Frank was overwhelmed by an unwelcome notion of age, its indignities, its steady erasure of who you had once been and the recycling of your tiny former position in the world. The same tragic end might befall him one day. Right here too.
He was disoriented by a sudden acute empathy with a loneliness that might have been absolute. It took a conscious effort for him to suppress the awful feeling. Wiping his eyes, he went back downstairs.
He listened to an answering machine at the estate agents and left a curt message for Justin. Then turned about in the living room and forced a change of tack in his thoughts. He visualised the transformation of the house that he and Marcus would effect: wooden floors, white walls, wooden blinds, minimalist light fittings, dimmers, a wall-mounted TV, black and white movie stills in steel frames on the walls, leather furniture, a stainless-steel kitchen, a paved yard for outside dining, a spare room for his gadgets and guests, fitted closet space and nothing in the master bedroom but his new bed and a standing lamp. Clean lines, simple colours. Space, light, peace, modernity, protection.
He had his work cut out.
On the Friday of Frank’s first week in the house, the former resident’s furniture was still in place, as it had been for long enough to leave the carpet dark beneath the sofa and the solitary armchair in the living room. This had prevented him stripping the walls. Until the furniture was hauled away, the kitchen was the only part of the house that he could dismantle, even though he had become fond of using it to make egg and chips, which he’d not eaten since he was at school. He also liked to listen to the radio in that room, and BBC Radio Two, which he couldn’t recall ever hearing since childhood. As a result, he’d staved off pulling down the old wooden cabinets with their frosted-glass doors. There was also something cosy and reassuring about the cupboards and the little white stove. And anyway, as Marcus was due to arrive with his tools the following morning, Saturday, Frank was able to postpone the destruction until that time.
He needed groceries too for the weekend and hadn’t organised himself sufficiently to shop at a supermarket, so he’d been dipping in and out of the local shop to feed himself. The store was called Happy Shop, and was conveniently situated at the end of the road. A strip-lit cave run by a smiling Hindu man. This would be his fourth trip to the store in a week. Or had it been more than that? Didn’t matter and he was due a treat, which might just be the Arctic Roll that he’d been eyeing up the day before. Or had that been Wednesday? Nothing had seemed to define the days of his first week in the house; they had all been slow and pleasant.
Frank hadn’t been out much that week either, and now found himself craving human company. Going round the local shops was the furthest he’d ventured all week, because the house was immensely warm and cosy and it had made him consider the world outside the front door as not being either of those things.
On leave for the first time in six months, he’d quickly slumped into a routine of slouching on the sofa each morning to watch the greenish TV screen. This had been his first opportunity for ages to relax, which must have accounted for his torpor. But the house untied his knots wonderfully; he’d slept as if he was in a coma for an hour after lunch too, until his shows came on. Not that he’d ever seen any of the television programmes before, due to work, but he’d quickly discovered preferences on the five terrestrial channels available to him.

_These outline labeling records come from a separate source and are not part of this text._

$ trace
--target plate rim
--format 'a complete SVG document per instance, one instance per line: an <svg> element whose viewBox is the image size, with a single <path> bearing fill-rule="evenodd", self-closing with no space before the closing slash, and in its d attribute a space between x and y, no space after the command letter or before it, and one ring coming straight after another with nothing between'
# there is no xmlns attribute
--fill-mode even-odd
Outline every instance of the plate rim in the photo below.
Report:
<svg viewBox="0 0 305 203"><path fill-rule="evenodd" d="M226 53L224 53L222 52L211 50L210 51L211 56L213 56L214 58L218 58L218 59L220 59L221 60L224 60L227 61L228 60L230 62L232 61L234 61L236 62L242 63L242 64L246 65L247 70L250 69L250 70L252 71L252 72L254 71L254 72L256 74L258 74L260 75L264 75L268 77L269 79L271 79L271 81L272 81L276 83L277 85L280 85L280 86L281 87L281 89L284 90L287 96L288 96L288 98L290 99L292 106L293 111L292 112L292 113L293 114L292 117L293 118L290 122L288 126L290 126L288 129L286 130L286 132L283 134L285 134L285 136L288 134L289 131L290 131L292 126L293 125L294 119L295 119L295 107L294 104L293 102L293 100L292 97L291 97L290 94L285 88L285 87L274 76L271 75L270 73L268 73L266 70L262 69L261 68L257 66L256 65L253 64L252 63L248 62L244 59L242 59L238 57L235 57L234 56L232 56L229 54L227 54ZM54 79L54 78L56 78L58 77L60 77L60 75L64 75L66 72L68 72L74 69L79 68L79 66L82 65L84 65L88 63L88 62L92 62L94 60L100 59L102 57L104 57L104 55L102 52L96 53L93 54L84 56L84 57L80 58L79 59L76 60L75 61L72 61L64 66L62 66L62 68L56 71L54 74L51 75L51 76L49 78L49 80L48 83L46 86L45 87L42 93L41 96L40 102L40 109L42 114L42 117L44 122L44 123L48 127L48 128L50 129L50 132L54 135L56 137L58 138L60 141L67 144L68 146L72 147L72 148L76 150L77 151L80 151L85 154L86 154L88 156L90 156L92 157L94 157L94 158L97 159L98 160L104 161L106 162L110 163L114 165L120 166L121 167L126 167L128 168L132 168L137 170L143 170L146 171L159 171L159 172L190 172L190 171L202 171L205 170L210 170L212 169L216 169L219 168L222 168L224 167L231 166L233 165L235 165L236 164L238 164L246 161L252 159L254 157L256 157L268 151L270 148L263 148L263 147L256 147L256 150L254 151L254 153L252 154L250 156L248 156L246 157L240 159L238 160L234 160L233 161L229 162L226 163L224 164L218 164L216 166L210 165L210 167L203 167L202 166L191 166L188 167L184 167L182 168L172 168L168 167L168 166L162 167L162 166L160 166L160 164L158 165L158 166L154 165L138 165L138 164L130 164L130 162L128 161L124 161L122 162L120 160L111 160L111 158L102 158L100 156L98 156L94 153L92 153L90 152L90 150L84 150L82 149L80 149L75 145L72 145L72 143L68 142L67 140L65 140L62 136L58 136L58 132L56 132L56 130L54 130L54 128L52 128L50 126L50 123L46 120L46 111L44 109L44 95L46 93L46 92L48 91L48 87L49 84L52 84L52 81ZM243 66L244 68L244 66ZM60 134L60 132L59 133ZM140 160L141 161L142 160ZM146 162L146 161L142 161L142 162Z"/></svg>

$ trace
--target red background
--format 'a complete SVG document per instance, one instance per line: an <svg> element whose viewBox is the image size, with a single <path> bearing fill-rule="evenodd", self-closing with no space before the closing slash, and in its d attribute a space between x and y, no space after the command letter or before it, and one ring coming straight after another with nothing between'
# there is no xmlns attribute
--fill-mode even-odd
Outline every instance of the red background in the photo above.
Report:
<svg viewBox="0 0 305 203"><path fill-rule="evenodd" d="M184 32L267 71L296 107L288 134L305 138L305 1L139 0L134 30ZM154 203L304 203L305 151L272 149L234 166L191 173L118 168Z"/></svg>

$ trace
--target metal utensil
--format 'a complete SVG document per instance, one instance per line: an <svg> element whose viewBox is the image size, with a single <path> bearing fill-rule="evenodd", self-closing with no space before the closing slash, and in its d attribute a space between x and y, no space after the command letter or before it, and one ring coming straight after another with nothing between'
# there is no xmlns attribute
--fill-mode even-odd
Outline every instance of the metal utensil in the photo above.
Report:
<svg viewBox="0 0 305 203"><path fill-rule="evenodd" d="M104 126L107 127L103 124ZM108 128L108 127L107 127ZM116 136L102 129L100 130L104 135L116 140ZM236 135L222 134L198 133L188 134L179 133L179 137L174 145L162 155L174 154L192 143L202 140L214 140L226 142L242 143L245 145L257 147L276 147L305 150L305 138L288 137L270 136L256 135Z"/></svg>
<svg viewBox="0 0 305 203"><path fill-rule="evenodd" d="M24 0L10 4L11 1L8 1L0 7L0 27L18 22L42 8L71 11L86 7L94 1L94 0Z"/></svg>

In the cupboard under the stairs he’d found a tartan shopping trolley on wheels. It had been parked beside a carpet sweeper that he was sure he could flog on eBay to a retro nut. Having to fetch and carry so many tins all week from Happy Shop had made the idea of using the trolley gradually less of a joke as the week progressed. And before he left the house on Friday he even paused outside the cupboard and wondered if anyone young might laugh at him in the street if he went out with the trolley. But if they did, he wasn’t sure he’d care.